The Delhi elections are only five days away. With the elections campaigns reaching a feverish pitch, Chief Minister of Uttar Pradesh Yogi Adityanath gave an interview to BBC. He has been campaigning in Delhi for the BJP and his remarks in his rallies have attracted a lot of attention. As expected, the Saffron-clad Mahant of Gorakhnath Muth was asked some pointed questions by the BBC on the ongoing protests against the Citizenship Amendment Act and NRC.
The BBC asked Yogi Adityanath if it wasn’t true that the Muslims protesting against the CAA and NRC today are the descendants of those who had rejected moving to Pakistan in 1947, a country that was created on the basis of religion. The Chief Minister of UP responded by saying that they hadn’t done India any favour by choosing to remain in India.
Yogi Adityanath said, “They hadn’t done any favour. They hadn’t done any favour to India. When India was partitioned, it should have been opposed. Arguments in favour of India must be supported. Those which are against India must be opposed. This is what our nationalism says and it is also the duty of every Indian citizen.”
It is pertinent to mention here that Sharjeel Imam, the mastermind of the Shaheen Bagh protests who urged Muslims to cut off North East India from the rest of the country indefinitely, had said that Muslims did not choose to stay in India due to secularism or any such thing. He had said that Muslims chose to stay in India due to their property and other reasons.

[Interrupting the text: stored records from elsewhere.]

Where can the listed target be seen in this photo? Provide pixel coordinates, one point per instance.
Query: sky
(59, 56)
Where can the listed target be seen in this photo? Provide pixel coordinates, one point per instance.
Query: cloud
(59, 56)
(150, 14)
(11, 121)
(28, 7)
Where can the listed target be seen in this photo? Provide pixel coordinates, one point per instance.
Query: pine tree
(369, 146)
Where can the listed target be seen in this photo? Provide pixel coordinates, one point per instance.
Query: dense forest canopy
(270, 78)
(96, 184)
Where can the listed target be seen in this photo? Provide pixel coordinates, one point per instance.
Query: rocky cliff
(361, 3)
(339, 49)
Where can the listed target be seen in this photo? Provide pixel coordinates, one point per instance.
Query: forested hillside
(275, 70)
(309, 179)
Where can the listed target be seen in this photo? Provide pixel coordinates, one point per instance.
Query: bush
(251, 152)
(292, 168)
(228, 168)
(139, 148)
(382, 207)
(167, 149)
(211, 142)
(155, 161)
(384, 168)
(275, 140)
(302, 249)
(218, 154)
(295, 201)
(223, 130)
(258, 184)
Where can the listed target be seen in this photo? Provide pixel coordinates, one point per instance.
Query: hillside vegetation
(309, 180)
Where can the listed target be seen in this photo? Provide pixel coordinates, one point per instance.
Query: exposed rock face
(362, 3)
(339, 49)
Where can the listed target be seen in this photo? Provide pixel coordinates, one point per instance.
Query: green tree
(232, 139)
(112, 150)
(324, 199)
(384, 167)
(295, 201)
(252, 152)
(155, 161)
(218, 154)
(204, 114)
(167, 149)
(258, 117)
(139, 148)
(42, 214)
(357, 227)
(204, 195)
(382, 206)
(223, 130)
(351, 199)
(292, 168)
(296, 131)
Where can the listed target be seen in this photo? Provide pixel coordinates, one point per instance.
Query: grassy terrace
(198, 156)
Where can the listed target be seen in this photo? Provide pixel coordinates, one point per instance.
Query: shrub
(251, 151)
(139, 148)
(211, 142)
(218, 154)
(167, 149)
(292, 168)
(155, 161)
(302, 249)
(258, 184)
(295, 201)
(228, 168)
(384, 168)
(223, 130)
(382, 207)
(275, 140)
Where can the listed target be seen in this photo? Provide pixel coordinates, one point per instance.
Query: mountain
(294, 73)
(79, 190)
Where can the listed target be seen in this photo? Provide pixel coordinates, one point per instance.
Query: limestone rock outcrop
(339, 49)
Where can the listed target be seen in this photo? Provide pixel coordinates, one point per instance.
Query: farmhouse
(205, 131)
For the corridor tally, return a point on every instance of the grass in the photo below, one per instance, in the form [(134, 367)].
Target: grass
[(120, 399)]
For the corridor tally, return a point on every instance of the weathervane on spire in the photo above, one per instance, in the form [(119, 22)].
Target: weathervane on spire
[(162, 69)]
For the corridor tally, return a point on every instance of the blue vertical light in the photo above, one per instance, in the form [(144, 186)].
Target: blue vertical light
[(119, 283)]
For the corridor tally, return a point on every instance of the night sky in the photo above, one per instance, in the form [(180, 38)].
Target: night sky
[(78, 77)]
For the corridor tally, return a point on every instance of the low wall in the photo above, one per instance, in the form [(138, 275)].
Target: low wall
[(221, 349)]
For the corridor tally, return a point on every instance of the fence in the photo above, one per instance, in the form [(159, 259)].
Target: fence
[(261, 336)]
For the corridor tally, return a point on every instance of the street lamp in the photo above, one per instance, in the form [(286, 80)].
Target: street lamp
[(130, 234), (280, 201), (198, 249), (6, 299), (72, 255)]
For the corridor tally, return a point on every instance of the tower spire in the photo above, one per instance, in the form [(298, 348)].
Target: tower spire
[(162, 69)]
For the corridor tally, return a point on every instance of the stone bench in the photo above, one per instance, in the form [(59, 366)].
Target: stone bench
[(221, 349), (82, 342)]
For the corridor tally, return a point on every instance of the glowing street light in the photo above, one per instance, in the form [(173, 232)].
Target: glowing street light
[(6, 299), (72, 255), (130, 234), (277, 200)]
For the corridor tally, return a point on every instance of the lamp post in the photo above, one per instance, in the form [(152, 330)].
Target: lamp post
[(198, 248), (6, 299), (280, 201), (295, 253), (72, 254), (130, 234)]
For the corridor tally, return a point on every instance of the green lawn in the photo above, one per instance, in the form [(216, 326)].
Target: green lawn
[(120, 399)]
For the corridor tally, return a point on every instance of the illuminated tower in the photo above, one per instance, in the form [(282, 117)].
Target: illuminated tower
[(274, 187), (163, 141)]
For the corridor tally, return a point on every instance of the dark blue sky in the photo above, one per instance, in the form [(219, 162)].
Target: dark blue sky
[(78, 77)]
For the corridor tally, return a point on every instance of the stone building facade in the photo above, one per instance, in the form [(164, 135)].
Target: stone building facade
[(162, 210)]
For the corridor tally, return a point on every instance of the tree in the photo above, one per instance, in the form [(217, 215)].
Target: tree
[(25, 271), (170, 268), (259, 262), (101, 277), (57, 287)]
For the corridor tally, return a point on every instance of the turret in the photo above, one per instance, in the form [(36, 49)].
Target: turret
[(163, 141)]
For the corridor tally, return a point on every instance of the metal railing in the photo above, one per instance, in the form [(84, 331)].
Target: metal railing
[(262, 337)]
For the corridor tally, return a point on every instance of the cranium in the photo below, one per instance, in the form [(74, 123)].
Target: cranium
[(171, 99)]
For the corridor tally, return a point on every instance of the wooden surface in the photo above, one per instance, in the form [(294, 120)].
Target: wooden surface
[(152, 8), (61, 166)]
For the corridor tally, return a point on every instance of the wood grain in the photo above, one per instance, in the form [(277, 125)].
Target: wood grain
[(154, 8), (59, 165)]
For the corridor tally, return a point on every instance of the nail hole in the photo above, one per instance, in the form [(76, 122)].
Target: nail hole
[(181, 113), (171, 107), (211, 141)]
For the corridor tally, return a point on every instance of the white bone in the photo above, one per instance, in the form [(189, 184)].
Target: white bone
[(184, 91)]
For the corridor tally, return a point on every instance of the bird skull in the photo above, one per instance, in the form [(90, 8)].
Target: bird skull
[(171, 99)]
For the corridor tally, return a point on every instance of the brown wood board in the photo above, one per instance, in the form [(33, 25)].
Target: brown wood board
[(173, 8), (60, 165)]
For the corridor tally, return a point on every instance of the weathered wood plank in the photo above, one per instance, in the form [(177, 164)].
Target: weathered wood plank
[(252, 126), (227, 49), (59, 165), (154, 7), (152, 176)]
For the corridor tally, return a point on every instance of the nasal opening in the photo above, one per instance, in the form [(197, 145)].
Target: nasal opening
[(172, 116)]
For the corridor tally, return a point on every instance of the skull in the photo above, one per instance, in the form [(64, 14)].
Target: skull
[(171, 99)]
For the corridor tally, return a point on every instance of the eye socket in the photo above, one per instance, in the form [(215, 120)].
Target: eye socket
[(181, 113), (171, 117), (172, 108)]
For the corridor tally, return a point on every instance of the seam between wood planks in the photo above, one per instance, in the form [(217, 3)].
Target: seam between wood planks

The BBC has a history of dubious reporting about India. And the specific question asked to Yogi Adityanath here appears consistent with its liberal bias. For instance, it has been peddling a fake narrative about Kashmir since the 1990s. There have been numerous occasions in the past when the BBC has lied outright in order to achieve its desired political objective. There was also the time in 2018 when they blamed nationalism for the rise of fake news in India.